Can partitioining of these two tables will help. Is there any specific way to handle aggregate query.
Thanks for your time.
Regards
|
|
|
|
|
Re: Two 30 million records tables join query needs tuning [message #349553 is a reply to message #349437] |
Mon, 22 September 2008 03:45 |
rleishman
Messages: 3728 Registered: October 2005 Location: Melbourne, Australia
|
Senior Member |
|
|
If you are joining large proportions of the tables (eg. >1M rows from each) then a HASH join will certainly out-perform a nested-loops join.
Given your table sizes are quite large, a hash join will use quite a bit of memory and spill over to TEMP space. You may even find that you exceed available TEMP space and the query fails.
At this point you can do two things:
- Revert to nested loops. Much slower, but it is fully scaleable. You can make it a bit quicker by placing all of the columns you need to select from the subordinate table in the join key index.
- Equi-partition the tables and exploit partition-wise joins. See this article for an explanation of why this is the fastest most scaleable join method.
Ross Leishman
|
|
|
|
|
Re: Two 30 million records tables join query needs tuning [message #350763 is a reply to message #350727] |
Fri, 26 September 2008 04:44 |
rleishman
Messages: 3728 Registered: October 2005 Location: Melbourne, Australia
|
Senior Member |
|
|
I've done quite a bit of benchmarking with clusters and they are becoming less and less useful.
Oracle's hash-join memory management is so s--t hot that hash joins easily out-perform cluster-joins (whose memory management is performed in the clunky buffer-cache). On the flip-side, cluster joins are naturally scaleable whereas hash joins are dependent on PGA availability. This can be mitigated in hash joins by hash partitioning and partition-wise joins.
It makes a bit of sense logically: the benefit in co-locating related rows in a single block (clustering) is to avoid reading multiple blocks when you need all those rows together. However in a high-volume query, you need to read a significant proportion of the blocks anyway, so the benefit of co-locating is lost.
The biggest problem with clusters is that you cannot partition.
The biggest benefit of clustering is in OLTP applications that need to read a small number of related rows. By co-locating those rows, each small, directed query can read a single block instead of 5 or 6. Multiply this across across 100 users on your system and you have a real load reduction.
Ross Leishman
|
|
|
|
Re: Two 30 million records tables join query needs tuning [message #350902 is a reply to message #350804] |
Sat, 27 September 2008 03:52 |
rleishman
Messages: 3728 Registered: October 2005 Location: Melbourne, Australia
|
Senior Member |
|
|
The solution to super-high volume scaleable joins is equi-partitioning or equi-sub-partitioning followed by partition-wise hash joins.

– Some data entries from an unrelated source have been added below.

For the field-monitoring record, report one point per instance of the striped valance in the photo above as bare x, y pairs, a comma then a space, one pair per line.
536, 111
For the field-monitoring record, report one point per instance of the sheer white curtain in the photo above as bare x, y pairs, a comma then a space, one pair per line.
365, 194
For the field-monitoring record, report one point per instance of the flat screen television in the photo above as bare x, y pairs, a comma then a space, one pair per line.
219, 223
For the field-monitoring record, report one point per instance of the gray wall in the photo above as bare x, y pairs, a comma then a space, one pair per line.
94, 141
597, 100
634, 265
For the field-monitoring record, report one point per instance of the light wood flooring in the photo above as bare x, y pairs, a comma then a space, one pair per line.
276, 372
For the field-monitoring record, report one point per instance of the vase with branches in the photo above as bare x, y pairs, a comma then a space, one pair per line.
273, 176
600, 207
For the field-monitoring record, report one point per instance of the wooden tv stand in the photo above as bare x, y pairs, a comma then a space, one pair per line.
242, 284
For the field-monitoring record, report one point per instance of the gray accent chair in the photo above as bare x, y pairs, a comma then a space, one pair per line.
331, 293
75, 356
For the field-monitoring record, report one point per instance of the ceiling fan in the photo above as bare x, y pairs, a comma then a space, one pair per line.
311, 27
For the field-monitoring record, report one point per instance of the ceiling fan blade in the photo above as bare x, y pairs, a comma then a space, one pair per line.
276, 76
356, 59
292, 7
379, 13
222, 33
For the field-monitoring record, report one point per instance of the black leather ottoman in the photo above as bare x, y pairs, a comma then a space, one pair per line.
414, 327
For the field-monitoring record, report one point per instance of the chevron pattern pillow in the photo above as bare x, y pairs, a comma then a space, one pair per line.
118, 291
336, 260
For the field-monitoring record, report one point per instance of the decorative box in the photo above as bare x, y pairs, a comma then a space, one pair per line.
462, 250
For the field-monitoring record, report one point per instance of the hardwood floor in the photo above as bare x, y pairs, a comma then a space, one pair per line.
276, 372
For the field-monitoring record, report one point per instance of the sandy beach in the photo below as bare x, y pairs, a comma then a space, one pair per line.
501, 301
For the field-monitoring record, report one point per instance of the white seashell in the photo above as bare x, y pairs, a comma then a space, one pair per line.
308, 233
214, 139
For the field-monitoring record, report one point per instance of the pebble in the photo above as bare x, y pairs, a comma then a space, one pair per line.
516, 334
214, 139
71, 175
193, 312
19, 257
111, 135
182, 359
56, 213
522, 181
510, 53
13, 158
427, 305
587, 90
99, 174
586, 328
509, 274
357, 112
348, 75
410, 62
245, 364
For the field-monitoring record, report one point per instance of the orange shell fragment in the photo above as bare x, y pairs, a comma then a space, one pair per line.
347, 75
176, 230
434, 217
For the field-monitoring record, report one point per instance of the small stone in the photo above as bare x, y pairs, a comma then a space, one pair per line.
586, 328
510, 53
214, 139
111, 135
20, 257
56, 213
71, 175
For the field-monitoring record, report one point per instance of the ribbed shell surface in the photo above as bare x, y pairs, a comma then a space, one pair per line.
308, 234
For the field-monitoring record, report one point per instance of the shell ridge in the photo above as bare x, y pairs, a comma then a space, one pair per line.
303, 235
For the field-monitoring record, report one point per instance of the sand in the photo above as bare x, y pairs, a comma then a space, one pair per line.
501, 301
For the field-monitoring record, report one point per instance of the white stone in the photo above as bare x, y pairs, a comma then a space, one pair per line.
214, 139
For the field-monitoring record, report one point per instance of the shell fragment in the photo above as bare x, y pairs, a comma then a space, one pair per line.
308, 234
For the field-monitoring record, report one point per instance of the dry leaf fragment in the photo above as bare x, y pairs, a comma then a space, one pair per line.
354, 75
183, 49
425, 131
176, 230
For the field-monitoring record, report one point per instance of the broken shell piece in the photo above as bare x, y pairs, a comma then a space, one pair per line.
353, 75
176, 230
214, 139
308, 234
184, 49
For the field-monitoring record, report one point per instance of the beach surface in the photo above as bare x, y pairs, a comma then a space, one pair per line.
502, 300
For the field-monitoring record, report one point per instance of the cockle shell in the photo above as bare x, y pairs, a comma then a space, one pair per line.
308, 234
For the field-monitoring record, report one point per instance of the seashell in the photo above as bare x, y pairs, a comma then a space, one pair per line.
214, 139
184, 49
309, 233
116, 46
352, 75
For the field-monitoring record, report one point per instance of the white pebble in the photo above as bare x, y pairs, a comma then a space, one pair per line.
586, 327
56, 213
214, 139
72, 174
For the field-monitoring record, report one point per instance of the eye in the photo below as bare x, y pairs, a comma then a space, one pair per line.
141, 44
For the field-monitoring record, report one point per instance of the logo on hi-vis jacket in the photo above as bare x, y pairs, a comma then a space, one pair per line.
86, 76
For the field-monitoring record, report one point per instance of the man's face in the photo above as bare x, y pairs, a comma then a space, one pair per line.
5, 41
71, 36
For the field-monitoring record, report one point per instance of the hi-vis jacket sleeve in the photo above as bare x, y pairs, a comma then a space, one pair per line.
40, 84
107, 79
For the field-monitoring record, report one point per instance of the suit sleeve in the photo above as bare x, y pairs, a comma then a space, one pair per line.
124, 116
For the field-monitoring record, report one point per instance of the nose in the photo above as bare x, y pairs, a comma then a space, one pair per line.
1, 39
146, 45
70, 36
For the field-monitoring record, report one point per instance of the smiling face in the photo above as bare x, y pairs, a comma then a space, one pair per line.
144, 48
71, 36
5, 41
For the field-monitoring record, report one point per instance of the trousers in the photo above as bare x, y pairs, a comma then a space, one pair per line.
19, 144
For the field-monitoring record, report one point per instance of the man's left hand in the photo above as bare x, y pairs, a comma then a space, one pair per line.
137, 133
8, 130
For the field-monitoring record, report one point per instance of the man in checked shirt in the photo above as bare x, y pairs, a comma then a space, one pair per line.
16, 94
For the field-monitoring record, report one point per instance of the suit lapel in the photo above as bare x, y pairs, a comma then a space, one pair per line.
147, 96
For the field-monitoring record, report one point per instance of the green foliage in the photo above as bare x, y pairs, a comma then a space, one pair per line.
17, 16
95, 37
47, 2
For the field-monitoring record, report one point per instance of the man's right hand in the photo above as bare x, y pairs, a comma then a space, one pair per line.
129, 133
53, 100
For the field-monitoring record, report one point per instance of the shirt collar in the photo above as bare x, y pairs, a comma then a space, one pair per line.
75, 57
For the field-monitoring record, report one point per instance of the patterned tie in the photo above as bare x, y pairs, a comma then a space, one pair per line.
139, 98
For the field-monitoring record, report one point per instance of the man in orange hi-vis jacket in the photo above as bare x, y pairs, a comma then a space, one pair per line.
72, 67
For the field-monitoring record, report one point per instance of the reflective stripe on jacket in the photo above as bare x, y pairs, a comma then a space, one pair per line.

It's probably fair to say that if you can't partition or sub-partition your tables, then you cant cluster them either.
Ross Leishman
|
|
|
Re: Two 30 million records tables join query needs tuning [message #350923 is a reply to message #349366] |
Sat, 27 September 2008 12:04 |
|
Kevin Meade
Messages: 2103 Registered: December 1999 Location: Connecticut USA
|
Senior Member |
|
|
Thanks Ross. This is clearly an area where you have more experience than I. I have not done gobs of partitioning (nor Clustering for that matter). Once again what you say sound most reasonable. I am clearly going to do some refresher reading about hashing and partitioning.
To remark once more on Clustering. I never had much success with it. Each group of pepole I do remember that told me they did make it work had two common comments about it every time (different companys different groups of people, same comments):
Quote: | 1) they never clusted two tables together. They always clustered an entire hierarchy of tables together. Four to Seven tables seemed to be a normal thing to do and typically there was only one cluster in their system which was the focus of their application.
2) they all said that their system would not be workable without the clustering solution. They simply could not get the data put together fast enough for their respective purposes.
|
This is all just FYI.
I thank you once again Ross for giving me something interesting to read while my wife watches her Saturday Morning "girly shows".
Kevin
|
|
|